ザ・フラッシュのMasatoのレビュー・感想・評価

ザ・フラッシュ(2023年製作の映画)
4.3

吹替版(完成版)ジャパンプレミア 2回目見てきたので修正&加筆。

2回目見て感じたのは、新しいものっていうのは後述の通りあまりないけど、とにかく笑えて楽しく、ファンが喜ぶようなユニークなサプライズも用意していて、全体を通して中弛みのないバランス配分がめちゃくちゃ良い。だからといって軽すぎるのではなくしっかりとドラマも描かれているからめちゃくちゃ楽しい。偏りがないから何回見ても楽しくて素晴らしい。

悲しいことも嬉しいことも、そのすべてを経て今の自分がいるということを別世界のバリーや二人のバットマンを通して、重ね重ね複数のアプローチで描いていて一貫性があったところも2回目で気づいて良かったところ。今の自分だからこそ暴走してしまった事実と、今の自分だからこそできた選択と踏みとどまれた反省が着実に描かれている。本作の最大の敵は自分であり、その敵と常に様々な形で闘い続けている物語だ。故に、もうひとりのバリーを用意して可視化したところ(それも非常にコミカルなタッチで)に優秀さを伺える。

あとバットマンのシーンになるとダニー・エルフマンの劇伴ぽくなるところ良かったなあ。

予習するなら大切なのはジャスティス・リーグ。補足程度ならマン・オブ・スティールとBvS、キートン版バットマン。


↓ 超速試写会(6/1)


超速試写会にて

DC作品にしてはガチガチに情報規制しているし、エンドロールがまるごとカットされた完成前バージョンの感想ということで。


MCUのスパイダーマンNWHを彷彿とさせる時空とマルチバースを軸とした物語で終始ワクワクの展開。アクションやコメディ要素をふんだんに盛り込んでいて最後まで楽しく、これまでのゴタゴタで大変なことになっているDCEUからDCUへと上手い移行を果たそうとしているXMEN FUTURE& PAST的作品でもあった。マーベルで成功した要素をこちらでも成功させているといった印象。

ここからでも楽しめるようにはなっているが、ゾッド将軍がでてきたりするあたりの、しっかりとマン・オブ・スティールからのザック・スナイダーユニバースの物語の流れを汲んで描いていることがザック版好きな自分にとっては良かったところ。

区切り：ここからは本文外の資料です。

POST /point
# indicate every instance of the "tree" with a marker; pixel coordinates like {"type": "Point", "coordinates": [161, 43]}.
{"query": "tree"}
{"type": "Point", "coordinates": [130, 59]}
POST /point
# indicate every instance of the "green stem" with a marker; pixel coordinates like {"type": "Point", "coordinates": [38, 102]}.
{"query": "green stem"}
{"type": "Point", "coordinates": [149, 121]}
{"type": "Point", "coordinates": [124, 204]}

そしてそれを上手いことDCUへと移行できる土台を着々と丁寧に描いているところが良かった。かなり曖昧なのでまだ推測的な部分もあるけれども、そういう意図は感じられた。

言い方は悪いけど、先行で成功しているマーベル作品の要素を学んで作られているということはハッキリと分かる。フラッシュはまだ若くてヒーローとして未熟な部分もあり、さながらトムホ版スパイダーマンとアイアンマンのようにバットマンと親子的な関係性になっているところとかはまさにそう。既にシャザムでやってはいるが、隙あらばコメディ要素が織り込まれるのもそう。バリー・アレンが常に軽口。名作映画の言及も沢山、遊びで能力を使いまくってしまう感じもまさにスパイダーマン。

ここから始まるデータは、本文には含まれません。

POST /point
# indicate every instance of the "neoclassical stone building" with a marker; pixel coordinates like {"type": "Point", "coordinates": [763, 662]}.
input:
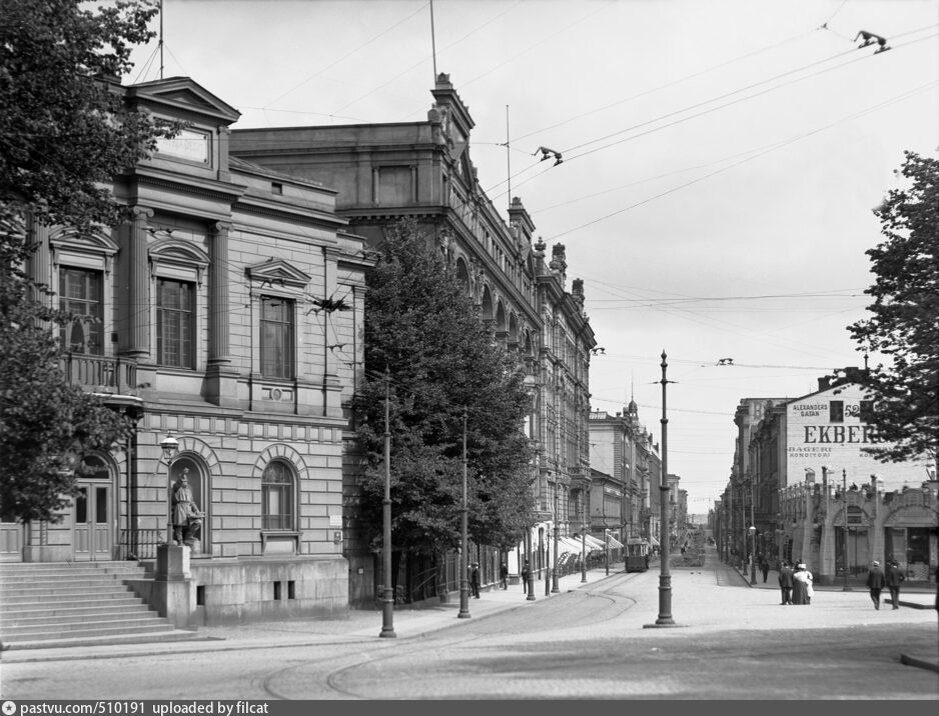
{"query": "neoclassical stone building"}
{"type": "Point", "coordinates": [423, 170]}
{"type": "Point", "coordinates": [225, 314]}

時空を旅して世界線がぐちゃぐちゃになる物語や、かつてのキートン版バットマンを出させるファンサービスに溢れたメタ的な要素もMCUのフェーズ4以降のマルチバース設定でファンを唸らせた展開ではある。

逆に言ってしまえば、ストーリーがあまりにMCU作品の影響を受けすぎていてザック・スナイダーのときにあった独自性は失われているように感じたこと。かなり面白いのは確かだが、今まで見たことない映画だという風に想像してしまうと肩透かしを食らうかもしれない。あとDCあるあるで予告編で映像出しすぎてプロットが想定内すぎてしまうのも良くない。少なくともスーパーガールはサプライズでも良かったと思う。予告編の興奮させながらプロットを想像することがしにくいようになっている上手い濁らせ方はMCUが勝ってしまう。

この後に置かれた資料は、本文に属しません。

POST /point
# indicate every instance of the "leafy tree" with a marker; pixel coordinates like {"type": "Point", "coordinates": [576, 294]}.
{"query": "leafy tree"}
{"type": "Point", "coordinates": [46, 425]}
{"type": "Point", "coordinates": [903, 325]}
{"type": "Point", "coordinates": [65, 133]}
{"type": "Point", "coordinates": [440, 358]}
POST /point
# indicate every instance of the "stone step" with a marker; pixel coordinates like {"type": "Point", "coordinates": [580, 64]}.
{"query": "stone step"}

物語としては往年のタイムトラベル映画のストーリーをフラッシュに落とし込んだという感じで設定的に複雑になりながらも、大体の流れはまあいままでのあの映画の感じでしょ?みたいな風に砕けて理解できるのは良いところ。テーマもバタフライなんとかみたいで、意外性はないが楽しい。

アクションはしっかり大作並みに大スペクタクルで最高。フラッシュの持ち味が十分活かされていて、そこにバットマンらの別ヒーローのアクションが連携プレーを含めて繰り広げられていくのがバラエティ豊かで単独作なのに豪華。最後はカタルシスが薄めでやや尻すぼみ感は否めないが、物語的にはすごく良い着地で納得。

エズラ・ミラーはこの上なく適役なだけに昨今のメンタルヘルスが非常に心配で残念。監督らは続投を考えているのでしっかり快復してから再び演じてほしい。